Oh! vago è il fiore, che disfatto e molle
Per pïova notturna in lui cascata,
Si drizza al nuovo sole, e lento estolle
La chioma ricomposta ed imperlata;
Ma più vaga è quell'alma allor che bolle
Tutta di Dio, membrando ogni passata
Amorosa fortuna! Al cielo e a Lei
I patimenti sui sembran piú bei—
— Ohimé!
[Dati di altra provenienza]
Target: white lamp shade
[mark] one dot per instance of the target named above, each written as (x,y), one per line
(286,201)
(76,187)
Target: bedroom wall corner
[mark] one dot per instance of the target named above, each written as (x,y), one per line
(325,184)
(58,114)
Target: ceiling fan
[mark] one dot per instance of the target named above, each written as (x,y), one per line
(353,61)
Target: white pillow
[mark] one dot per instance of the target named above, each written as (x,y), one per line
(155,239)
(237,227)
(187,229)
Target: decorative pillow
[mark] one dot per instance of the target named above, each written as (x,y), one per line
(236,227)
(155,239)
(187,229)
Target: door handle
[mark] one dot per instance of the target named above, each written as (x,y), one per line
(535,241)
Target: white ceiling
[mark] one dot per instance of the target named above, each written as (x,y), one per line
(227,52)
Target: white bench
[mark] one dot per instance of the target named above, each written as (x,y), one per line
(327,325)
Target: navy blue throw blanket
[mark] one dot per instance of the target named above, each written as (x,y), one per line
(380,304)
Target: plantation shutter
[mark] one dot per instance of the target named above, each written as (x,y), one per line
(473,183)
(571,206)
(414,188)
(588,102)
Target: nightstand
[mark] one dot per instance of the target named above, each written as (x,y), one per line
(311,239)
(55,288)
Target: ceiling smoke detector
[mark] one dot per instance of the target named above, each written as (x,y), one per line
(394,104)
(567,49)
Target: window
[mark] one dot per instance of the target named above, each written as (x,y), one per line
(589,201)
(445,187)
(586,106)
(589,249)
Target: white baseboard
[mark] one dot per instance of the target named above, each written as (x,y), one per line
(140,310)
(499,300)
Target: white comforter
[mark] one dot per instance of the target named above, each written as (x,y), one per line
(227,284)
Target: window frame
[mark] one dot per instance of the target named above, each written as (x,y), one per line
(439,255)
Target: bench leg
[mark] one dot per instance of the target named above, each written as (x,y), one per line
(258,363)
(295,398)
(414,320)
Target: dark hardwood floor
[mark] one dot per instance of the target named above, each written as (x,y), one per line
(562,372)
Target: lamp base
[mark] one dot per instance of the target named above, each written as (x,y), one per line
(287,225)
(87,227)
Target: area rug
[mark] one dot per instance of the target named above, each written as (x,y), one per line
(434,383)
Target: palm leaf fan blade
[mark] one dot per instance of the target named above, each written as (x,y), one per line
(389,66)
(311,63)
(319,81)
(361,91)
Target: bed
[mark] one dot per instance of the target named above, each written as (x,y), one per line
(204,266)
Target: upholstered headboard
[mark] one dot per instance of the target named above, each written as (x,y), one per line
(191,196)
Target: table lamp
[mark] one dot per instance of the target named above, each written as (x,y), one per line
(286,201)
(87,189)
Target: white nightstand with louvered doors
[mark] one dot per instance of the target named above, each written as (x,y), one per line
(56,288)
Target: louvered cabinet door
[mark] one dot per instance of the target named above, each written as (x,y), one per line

Madre, che parli? [sospirando,
Le risponde Teresa] un anno scorso
Mi era in questo convento, e io dato il bando
Credea all'amore, e ad ogni suo trascorso;
Ma con forza maggiore fulminando
Tosto tornò il crudele a tutta corsa.
L'ignoto giovinetto, onde dicevi:
«Pregane Dio, Teresa » ah! nol sapevi,
Era il garzone amato!... Oh! a che dir:
«era?»
Se egli sta meco indivisibilmente,
Se egli m'insegue da mattina a sera,
Se non posso levarmelo di mente?
Cacciala pure in fondo al rio: leggiera
Torna la fronda a galla immantinente;
Così l'immagin sua sempre respinta
Torna, e la veggo in ogni oggetto pinta —
Si commosse di Dio la vecchia ancella,
E afferrata da un impeto di affetto
Con entrambe le man la testa bella
Di lei, se la serrò forte sul petto,
Come volesse trapassare in quella
Il gelo, onde il suo seno era ricetto;
Poi ritrasse le mani, e lungo affisse
Gli occhi alla terra, e sospirando disse:
— Ahi! l'uom troppo è potente e 'l gran
nemico
Di lui si vale quando a noi fa guerra.
Tu sola il core serberai pudico,
Tu, che sola ti credi, Eugenia, in terra.
«Son gli uomini distrutti (ognor le dico)
«Angelo é il Prete, che uman corpo serra»
Così morrà fanciulla; e non ha detto
Forse il Signor: beato al pargoletto? —
E Teresa soggiunse: Io sempre ho chiesto
Di Eugenia ad ogni suora più canuta,
Chi fu la madre sua, e come in questo
Loco pervenne, e come fu cresciuta.
Pur come il chieder mio non fosse onesto,
Ciascuna o mi sorrise o stette muta.
Potrai tu dirlo? ne hai pur tocca or ora;
Ma perchè la fanciulla anco l'ignora? —
— Sempre l'ignorerá, l'altra rispose,
Sempre: non vedi su quel sozzo fime
Come vennero vaghe quelle rose,
A cui l'auretta fa tremar le cime?
Così pur nacque Eugenia: Iddio la pose
Delle vaghe creature entro le prime;
Ma insanguinata e di peccata ordita
La culla fu dove spirò la vita.
Questo è un secreto del convento e un giorno
Ti sarà noto, o mia Teresa: intanto
Presso è l'ora, che innanzi mezzogiorno
Ci chiama al Coro, alla preghiera e al canto
—
Così dicendo in piè levossi; attorno
Alla persona si succinse il manto;
E posto fine al lor ragionamento
Tornarono ambedue dentro il convento.